3.3 Properties of the DPC algorithm

Now, we are analyzing the behavior of the DPC for the key properties of the CDC.

E1KOBZ_2021_v15n4_1342_f0003.png 이미지

Fig. 3. Example of DPC

Content Defined: The previous algorithm AE delivers the asymmetric window position behind the extreme value and breaks the chunk boundaries. It produces the highest value inside each chunk, preferably by holding them in the chunk boundary. The method can slightly reduce the deduplication performance, but the algorithm is still CDC as the maximum value inside the chunks can additionally reset the chunk boundaries. Unlike AE, the DPC algorithm divides the window position dynamically changes based on prime numbers. The consequent chunk breakpoint window dynamically varies.

Consider Fig. 3, for example, M₁, M₂, and M₃ are the three maximum values, Y₁, Y₂, and Y₃, denoting the breaking points from the three identical blocks or chunks. Consider the maximum local value that will not replace all alterations in the example. When there is a byte insert or delete at variable size window the interval [A₁, M₁] in Chunk 1, the second chunk is to be realigned at the maximum point M₁ not changed by the chunk boundary. If the byte insertion is within the interval of the dynamic variable size window (M₁, B₁), the beginning point of second Chunk 2 will be modified, and the maximum value M₂ must realign the boundary to avoid affecting the third chunk. When a string of consecutive chunks has changed, the last updated chunk's efficiency loss has been determined by the modifier's location. If the adjustment is before the extreme value, then there will be no loss of performance. Otherwise, only one duplicate chunk is changed immediately following that modified region will get affected. Our proposed algorithm improves deduplication performance based on chunk variance and bytes saved per second (BSPS).
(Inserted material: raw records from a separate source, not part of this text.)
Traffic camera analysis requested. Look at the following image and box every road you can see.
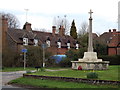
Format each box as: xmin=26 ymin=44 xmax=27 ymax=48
xmin=0 ymin=71 xmax=28 ymax=90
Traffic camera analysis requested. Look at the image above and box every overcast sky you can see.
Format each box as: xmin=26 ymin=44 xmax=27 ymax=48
xmin=0 ymin=0 xmax=119 ymax=33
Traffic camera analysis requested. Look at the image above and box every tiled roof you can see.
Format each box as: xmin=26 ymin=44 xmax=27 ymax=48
xmin=7 ymin=29 xmax=77 ymax=47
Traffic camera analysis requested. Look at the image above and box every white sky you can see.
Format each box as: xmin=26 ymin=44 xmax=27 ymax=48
xmin=0 ymin=0 xmax=119 ymax=33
E1KOBZ_2021_v15n4_1342_f0004.png 이미지

Fig. 4. Design of the strategic difference between CDC algorithm Rabin, MAXP, AE, and DPC

Low Computational overhead: Table 2 shows the computational overhead and processing time variance of different multimedia data sets with five algorithms: Rabin, TTTD, MAXP, AE, and DPC. The Rabin algorithm requires one OR, two XORs, two shifts, and two more ARRAY lookup to determine the fingerprints and identify the chunk breakpoints, and it needs one conditional branch, as shown in Table 2. The most common CDC method Rabin is an effective duplicate detection technique. Still, it takes more time to consume a while because it evaluates the chunk point to the satisfaction of all the operations set out in Table 2. TTTD requires two mod operations, one comparison, and five conditional branches. Fig. 4 shows the comparative analysis of the three existing algorithms such as Rabin, MAXP and AE. TTTD will not be discussed in Fig. 4, because the diagrammatic representation of TTTD is a little bit difficult. Hence, we used only three existing algorithms. But, the remaining sections of the work is compared with four existing CDC algorithms.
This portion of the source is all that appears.